- From Mr. & Mrs. Jone & Emeli Fatiaki – na vȧh se Jeannette & Repeka Ufiamorat
- From the Late Doctor Tukaha Mua
Dr Tukaha Mua’s account of the work at Churchward Chapel:
The Rotuman Methodist Church in Fiji’s Rotuman Circuit HQ at Rewa Street, Suva
I have a very vivid recollection of the first day at the site. There were over twenty people including women and a handful of children. It was a Saturday morning. We cleared the boundary and large bushes but there were two coconut trees at the center of the block. Someone said Makrao Faktaufon had a chain saw so Aisea Antonio, Paul Vaurasi and I went in my car to his Domain home. The family said he had taken it and gone to his farm in Sawani. We went to his farm to find him but he was not at the farm. So on the way back, we picked Paul Vaurasi’s axe and a spade.
The two coconut trees were not cut down. We chopped the roots and dug up the whole tree. Unfortunately, no pictures were taken of the first day’s workforce on the landmark where the felling of the two giant coconut trees took place.
There were several aspects to this project:
We fundraised diligently and worked from 5pm to 10pm or 11pm Monday to Friday.

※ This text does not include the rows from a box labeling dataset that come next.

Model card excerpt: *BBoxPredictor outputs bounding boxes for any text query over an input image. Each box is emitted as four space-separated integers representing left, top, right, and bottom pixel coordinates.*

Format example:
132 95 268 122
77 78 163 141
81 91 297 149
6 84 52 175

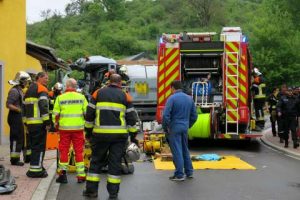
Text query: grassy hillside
27 0 300 85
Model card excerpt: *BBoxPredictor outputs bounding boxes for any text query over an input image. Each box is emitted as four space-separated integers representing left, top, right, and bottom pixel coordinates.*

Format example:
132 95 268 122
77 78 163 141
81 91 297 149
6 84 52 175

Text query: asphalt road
48 141 300 200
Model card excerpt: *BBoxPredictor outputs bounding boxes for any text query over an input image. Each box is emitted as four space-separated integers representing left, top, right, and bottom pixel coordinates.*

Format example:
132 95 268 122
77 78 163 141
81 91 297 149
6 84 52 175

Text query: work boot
108 194 118 200
284 140 289 148
11 161 24 166
56 170 68 183
82 190 98 198
77 176 85 183
279 138 283 143
24 155 30 163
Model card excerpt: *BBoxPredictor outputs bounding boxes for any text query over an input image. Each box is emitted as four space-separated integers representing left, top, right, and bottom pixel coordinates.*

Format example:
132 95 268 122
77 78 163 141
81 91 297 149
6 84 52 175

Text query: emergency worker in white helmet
6 71 31 166
48 82 63 132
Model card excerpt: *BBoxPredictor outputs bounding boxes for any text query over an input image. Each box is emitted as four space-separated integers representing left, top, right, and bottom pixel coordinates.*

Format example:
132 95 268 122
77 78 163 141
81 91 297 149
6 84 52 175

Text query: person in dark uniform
268 87 279 137
24 72 51 178
277 84 287 143
6 71 30 166
251 68 266 129
277 88 300 149
83 74 137 199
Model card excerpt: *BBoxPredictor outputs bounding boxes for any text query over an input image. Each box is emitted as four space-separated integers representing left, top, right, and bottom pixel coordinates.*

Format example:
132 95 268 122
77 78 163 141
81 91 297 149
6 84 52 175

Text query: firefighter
119 66 130 86
52 78 88 183
6 71 30 166
100 69 117 86
25 72 50 178
48 82 63 131
268 87 279 137
48 82 63 114
83 74 137 199
251 68 266 129
277 84 287 143
277 88 300 149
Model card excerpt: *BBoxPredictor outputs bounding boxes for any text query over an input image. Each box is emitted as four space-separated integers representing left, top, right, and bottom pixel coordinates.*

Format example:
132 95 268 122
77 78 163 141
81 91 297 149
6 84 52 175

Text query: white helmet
54 82 63 91
119 66 127 74
8 71 31 85
126 143 140 162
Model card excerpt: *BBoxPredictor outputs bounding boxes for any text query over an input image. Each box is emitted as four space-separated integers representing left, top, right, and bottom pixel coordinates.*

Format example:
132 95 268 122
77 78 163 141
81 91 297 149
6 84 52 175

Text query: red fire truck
156 27 261 139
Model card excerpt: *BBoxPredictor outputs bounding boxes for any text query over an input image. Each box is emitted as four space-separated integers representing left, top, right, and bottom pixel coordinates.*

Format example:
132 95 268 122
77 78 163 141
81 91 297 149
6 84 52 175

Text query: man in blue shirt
162 80 198 181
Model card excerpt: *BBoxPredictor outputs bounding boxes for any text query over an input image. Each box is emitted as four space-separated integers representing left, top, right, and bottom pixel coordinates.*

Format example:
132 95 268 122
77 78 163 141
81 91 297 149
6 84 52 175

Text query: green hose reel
188 113 210 140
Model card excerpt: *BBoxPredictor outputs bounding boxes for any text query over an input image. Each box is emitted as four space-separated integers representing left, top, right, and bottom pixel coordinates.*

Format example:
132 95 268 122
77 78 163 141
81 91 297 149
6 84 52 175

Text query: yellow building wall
0 0 41 143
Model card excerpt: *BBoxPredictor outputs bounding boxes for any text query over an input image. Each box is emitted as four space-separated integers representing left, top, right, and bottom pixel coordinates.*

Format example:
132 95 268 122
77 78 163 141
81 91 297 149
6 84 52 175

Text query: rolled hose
188 113 210 140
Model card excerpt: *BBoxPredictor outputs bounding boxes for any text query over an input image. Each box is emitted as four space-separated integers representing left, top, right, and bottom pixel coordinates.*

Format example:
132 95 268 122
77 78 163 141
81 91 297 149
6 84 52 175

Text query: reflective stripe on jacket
254 83 266 99
24 82 50 125
52 91 88 130
85 85 137 136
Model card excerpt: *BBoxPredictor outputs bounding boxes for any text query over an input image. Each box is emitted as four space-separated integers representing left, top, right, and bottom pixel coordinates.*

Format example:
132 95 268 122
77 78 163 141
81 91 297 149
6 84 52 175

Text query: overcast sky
26 0 71 23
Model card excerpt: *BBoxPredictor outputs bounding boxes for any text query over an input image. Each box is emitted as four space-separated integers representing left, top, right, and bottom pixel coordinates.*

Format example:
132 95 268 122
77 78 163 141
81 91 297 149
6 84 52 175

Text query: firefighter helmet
54 82 63 91
119 66 127 74
8 71 31 85
126 143 140 162
253 67 262 76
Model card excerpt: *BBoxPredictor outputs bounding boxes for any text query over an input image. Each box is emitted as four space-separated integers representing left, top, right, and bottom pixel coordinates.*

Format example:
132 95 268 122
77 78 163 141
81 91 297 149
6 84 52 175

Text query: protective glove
84 128 93 140
129 132 139 147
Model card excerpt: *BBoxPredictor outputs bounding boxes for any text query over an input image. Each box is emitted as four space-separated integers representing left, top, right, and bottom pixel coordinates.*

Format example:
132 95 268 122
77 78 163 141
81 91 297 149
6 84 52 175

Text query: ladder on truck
224 43 240 135
192 81 210 107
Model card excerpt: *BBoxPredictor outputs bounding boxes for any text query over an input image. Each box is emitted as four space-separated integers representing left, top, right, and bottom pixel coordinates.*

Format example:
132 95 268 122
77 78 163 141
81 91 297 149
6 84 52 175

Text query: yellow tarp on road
153 155 256 170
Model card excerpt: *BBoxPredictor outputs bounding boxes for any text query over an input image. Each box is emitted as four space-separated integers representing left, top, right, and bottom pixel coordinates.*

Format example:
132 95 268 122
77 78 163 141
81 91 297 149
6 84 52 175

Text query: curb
31 161 56 200
260 128 300 160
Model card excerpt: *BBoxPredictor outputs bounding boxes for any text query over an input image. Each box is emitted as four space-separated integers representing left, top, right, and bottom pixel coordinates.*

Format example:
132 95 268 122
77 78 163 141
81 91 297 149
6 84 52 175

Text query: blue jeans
167 131 193 178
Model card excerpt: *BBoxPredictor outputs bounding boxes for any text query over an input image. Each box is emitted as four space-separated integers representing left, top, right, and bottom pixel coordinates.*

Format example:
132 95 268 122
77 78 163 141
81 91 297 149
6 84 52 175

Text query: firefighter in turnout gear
24 72 50 178
277 88 300 149
6 71 31 166
52 78 88 183
48 82 63 117
48 82 63 132
251 68 266 129
268 88 279 137
83 74 137 199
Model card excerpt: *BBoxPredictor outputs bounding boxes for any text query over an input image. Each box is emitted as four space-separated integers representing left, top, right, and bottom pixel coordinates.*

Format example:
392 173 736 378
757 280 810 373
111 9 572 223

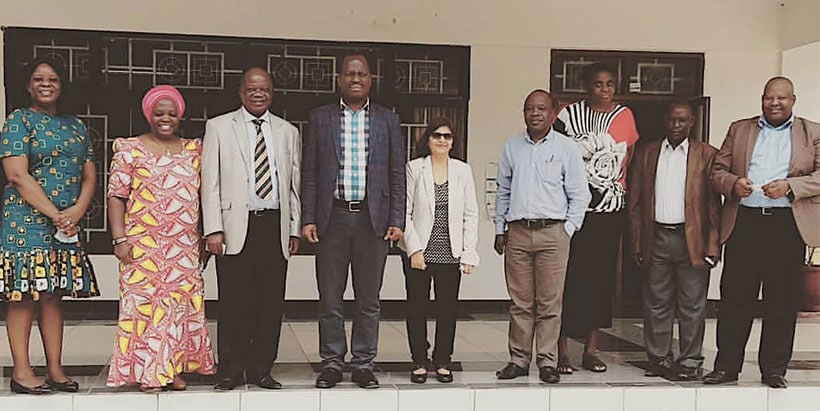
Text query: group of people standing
0 54 820 394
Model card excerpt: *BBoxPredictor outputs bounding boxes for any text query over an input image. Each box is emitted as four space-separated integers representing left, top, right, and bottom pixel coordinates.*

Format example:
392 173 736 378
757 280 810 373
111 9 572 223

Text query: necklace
148 134 183 156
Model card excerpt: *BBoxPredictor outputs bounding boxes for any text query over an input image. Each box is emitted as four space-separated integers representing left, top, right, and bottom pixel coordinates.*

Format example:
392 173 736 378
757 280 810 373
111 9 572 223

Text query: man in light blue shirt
495 89 592 384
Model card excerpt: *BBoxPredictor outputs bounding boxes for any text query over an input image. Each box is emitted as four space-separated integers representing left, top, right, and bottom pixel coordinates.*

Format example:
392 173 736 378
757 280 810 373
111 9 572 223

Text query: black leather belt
333 200 367 213
512 218 566 228
248 208 279 217
655 221 685 231
739 206 792 216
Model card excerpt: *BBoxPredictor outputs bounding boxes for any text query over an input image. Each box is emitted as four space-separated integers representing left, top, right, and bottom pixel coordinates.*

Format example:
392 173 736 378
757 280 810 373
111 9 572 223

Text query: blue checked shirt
333 99 370 201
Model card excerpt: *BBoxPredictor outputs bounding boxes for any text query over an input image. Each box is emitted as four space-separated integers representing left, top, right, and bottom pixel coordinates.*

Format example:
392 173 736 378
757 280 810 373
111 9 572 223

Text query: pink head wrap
142 85 185 122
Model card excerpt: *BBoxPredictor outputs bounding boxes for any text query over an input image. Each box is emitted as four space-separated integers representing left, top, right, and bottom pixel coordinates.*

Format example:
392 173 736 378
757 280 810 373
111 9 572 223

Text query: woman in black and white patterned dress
400 118 478 383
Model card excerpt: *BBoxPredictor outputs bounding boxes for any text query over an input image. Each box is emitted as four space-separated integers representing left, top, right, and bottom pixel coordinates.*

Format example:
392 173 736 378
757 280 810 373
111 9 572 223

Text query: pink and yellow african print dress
107 138 215 387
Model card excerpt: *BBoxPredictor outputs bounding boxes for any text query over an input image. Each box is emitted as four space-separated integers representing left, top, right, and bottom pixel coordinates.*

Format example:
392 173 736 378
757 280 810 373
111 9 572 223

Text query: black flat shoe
9 378 54 395
538 366 561 384
436 365 453 384
252 375 282 390
46 378 80 392
410 364 427 384
760 374 789 388
350 368 379 388
495 363 529 380
316 368 342 388
703 370 737 385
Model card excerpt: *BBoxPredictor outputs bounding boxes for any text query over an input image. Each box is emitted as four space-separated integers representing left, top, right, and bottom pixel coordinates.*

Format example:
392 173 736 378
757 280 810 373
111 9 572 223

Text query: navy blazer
302 102 407 237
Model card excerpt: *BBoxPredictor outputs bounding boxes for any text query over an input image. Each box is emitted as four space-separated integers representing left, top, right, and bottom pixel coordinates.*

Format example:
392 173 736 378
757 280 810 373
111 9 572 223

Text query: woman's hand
410 251 427 271
114 241 134 264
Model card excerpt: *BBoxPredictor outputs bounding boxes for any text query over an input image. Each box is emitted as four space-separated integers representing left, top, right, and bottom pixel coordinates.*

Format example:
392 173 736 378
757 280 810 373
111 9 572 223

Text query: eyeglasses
342 71 370 79
430 131 453 141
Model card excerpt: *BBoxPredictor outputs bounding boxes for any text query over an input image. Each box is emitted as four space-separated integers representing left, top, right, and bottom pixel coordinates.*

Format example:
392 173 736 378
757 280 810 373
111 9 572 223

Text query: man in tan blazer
202 67 302 390
627 100 720 380
703 77 820 388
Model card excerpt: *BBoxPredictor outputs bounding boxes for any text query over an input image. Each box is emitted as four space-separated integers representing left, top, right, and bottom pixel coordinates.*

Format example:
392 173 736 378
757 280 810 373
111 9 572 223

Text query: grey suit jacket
201 108 302 258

On Saturdays and Public Holidays we worked from 8am to 8pm. Church funds bought morning and afternoon tea, lunch and dinner. There were special occasions when families supplied food for the workforce and this included birthdays, weddings, headstone ceremonies or the lifting of the mourning period, funerals, or mamasa. Needless to say, when the committee receives notice that somebody is going to supply Saturday or Public Holiday’s lunch, the day’s workforce numbers will double. Dinner was served between 9.30pm and 11pm depending on the particular job for the day e.g. when mixing cement to fill the large pillars, the work finishes at 9.30pm. We stop because to fill the post will take a couple of hours.

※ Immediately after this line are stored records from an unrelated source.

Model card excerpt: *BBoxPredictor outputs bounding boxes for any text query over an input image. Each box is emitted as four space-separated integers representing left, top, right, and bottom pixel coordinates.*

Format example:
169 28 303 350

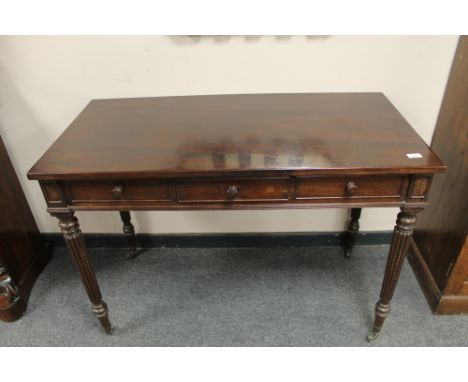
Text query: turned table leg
367 210 416 342
56 212 112 334
120 211 137 259
344 208 362 259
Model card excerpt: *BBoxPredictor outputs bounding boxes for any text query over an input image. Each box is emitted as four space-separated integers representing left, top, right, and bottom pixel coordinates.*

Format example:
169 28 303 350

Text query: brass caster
367 331 380 343
127 249 140 260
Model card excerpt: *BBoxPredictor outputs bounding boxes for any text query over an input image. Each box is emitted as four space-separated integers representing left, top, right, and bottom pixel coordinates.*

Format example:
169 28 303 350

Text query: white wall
0 36 458 233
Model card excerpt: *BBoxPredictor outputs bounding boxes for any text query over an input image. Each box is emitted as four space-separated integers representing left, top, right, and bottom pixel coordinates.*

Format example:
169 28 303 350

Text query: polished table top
28 93 445 179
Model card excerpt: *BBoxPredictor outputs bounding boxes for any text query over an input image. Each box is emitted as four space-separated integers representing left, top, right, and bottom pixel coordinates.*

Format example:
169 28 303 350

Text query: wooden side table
28 93 445 340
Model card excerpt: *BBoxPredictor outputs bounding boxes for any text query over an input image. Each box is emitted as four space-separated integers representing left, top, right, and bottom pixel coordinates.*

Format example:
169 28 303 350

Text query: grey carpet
0 246 468 346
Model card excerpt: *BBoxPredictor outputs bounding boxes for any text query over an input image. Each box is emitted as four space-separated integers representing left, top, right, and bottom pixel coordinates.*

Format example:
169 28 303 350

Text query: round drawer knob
112 184 123 198
345 181 358 196
226 186 239 199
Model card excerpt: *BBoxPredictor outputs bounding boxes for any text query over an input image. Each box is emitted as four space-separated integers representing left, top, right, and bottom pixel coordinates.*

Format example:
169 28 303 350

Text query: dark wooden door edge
0 243 53 322
407 239 442 311
407 240 468 314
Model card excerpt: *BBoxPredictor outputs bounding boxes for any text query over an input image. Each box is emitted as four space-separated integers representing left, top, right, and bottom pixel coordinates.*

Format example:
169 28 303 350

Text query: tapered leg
56 212 112 334
344 208 362 259
120 211 137 259
367 211 416 342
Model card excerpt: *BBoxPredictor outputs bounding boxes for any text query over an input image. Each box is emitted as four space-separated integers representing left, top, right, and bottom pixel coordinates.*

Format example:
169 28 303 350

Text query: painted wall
0 36 458 233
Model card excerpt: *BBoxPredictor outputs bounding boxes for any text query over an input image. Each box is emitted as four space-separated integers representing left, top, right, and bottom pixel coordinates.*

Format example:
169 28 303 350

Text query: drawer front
177 178 290 203
66 180 173 203
296 175 407 199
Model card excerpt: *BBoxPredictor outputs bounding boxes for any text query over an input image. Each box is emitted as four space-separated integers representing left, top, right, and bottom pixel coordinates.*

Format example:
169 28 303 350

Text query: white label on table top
406 153 422 159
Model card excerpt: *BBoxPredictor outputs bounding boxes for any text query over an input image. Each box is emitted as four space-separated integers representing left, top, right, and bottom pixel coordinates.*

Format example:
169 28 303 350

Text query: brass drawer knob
112 184 123 198
226 186 239 199
345 181 358 196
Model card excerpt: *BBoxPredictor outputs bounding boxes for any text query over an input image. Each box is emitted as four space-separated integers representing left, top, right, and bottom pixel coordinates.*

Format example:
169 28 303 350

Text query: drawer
177 178 290 203
66 180 173 203
296 175 407 199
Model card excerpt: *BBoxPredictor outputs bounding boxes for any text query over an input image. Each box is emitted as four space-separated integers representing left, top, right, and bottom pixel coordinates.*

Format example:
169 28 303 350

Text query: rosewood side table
28 93 445 340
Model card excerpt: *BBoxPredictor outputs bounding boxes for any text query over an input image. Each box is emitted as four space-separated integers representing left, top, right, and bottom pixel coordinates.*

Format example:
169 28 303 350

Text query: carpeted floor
0 246 468 346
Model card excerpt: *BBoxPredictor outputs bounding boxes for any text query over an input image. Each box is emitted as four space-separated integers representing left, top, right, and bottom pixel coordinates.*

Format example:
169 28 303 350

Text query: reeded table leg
120 211 137 259
56 212 112 334
344 208 362 259
367 210 416 342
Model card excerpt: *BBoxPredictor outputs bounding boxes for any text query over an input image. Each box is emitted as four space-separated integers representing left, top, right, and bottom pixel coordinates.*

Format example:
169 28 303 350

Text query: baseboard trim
435 295 468 314
43 231 392 248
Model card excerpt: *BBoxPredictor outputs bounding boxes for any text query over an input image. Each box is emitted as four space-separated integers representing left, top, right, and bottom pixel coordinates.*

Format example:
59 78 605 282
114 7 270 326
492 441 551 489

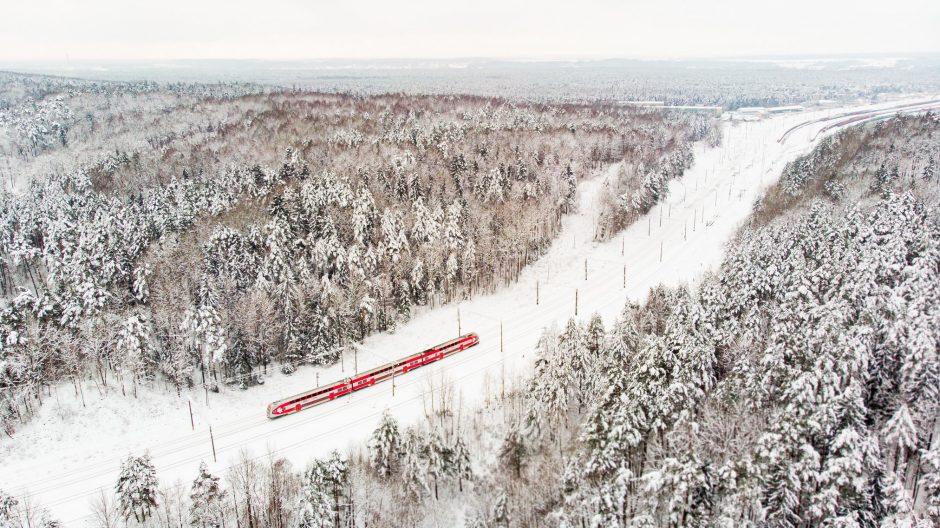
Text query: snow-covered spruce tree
401 428 430 501
189 462 224 528
425 429 454 500
369 409 402 478
297 460 334 528
0 490 19 528
451 436 473 493
114 454 159 523
117 314 157 396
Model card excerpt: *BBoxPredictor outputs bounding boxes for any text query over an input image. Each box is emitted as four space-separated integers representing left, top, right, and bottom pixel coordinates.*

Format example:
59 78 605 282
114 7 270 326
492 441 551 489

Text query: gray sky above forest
0 0 940 61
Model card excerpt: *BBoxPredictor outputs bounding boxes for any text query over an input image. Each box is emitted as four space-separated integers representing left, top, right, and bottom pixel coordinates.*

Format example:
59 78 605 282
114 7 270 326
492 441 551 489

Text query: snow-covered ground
0 96 936 526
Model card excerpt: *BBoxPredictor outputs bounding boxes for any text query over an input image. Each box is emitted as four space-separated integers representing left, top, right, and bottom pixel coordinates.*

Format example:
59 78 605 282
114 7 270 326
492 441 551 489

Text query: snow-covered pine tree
114 454 159 523
369 409 401 478
189 462 222 528
297 460 334 528
401 429 430 500
451 436 473 492
425 430 453 500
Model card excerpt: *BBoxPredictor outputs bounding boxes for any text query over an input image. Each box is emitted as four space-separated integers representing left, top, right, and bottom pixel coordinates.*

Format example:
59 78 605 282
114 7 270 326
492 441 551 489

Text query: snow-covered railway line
0 99 932 526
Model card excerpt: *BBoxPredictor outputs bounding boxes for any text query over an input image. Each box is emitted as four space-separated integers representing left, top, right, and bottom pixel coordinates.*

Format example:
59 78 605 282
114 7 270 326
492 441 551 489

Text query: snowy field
0 98 926 526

As a total novice in the building industry, we supplied the labour that built this magnificent church. There were several heavy-duty jobs many of us will never forget:
- Eight 3’ diameter manholes for the main pillars that shoulders the entire weight of the church. Rupeni Sakaiasi of Losa explains this difficult exercise beautifully. Men in turn go down and break up the soapstone with crowbar, fill the bucket and men on ground level pull it up, spill and return the bucket. At 10-12 feet, in that hot and acrid atmosphere, you look up for a second only to a small window of the blue sky. After so many buckets, depending on age and state of physical fitness, a man is pulled up and another lowered down. Seven of those pillars were named for each of the districts. It did not mean that only men from those districts dug those posts—everyone put in as much as they can. As is usual, in communal chores of this nature, everything that is funny, sloppy, insulting, or derogatory about the district is recounted for the benefit of the men from that district.
- Personally, I learnt a fair bit in that work, e.g. those giant pillars had plywood casings put in first then filled with cement. After we pour in 3 feet of wet concrete mixture. We put down these 2-3’ vibrations that shakes the concrete to avoid air gaps inside the post and on its outer surface.
- 12 mm iron rods that were to be bent at right angles 90 degrees. They put down 2 strategic posts that allowed me to insert the required length and bend it. The grinder cut the other end of the rod to the required length. We did not just make 20. It was done in 100s.
- We built a workshed that served as a kitchen and dining room, tool shed and storeroom, lounge, conference room, church hall and guard house. Several men slept there every night.
- And during a visitation to the late Doc Tukaha, before his passing away, he mentioned to Fa Hua` Sagaitu Wasile that he reckons, they built the biggest septic tank in the Nation at that time.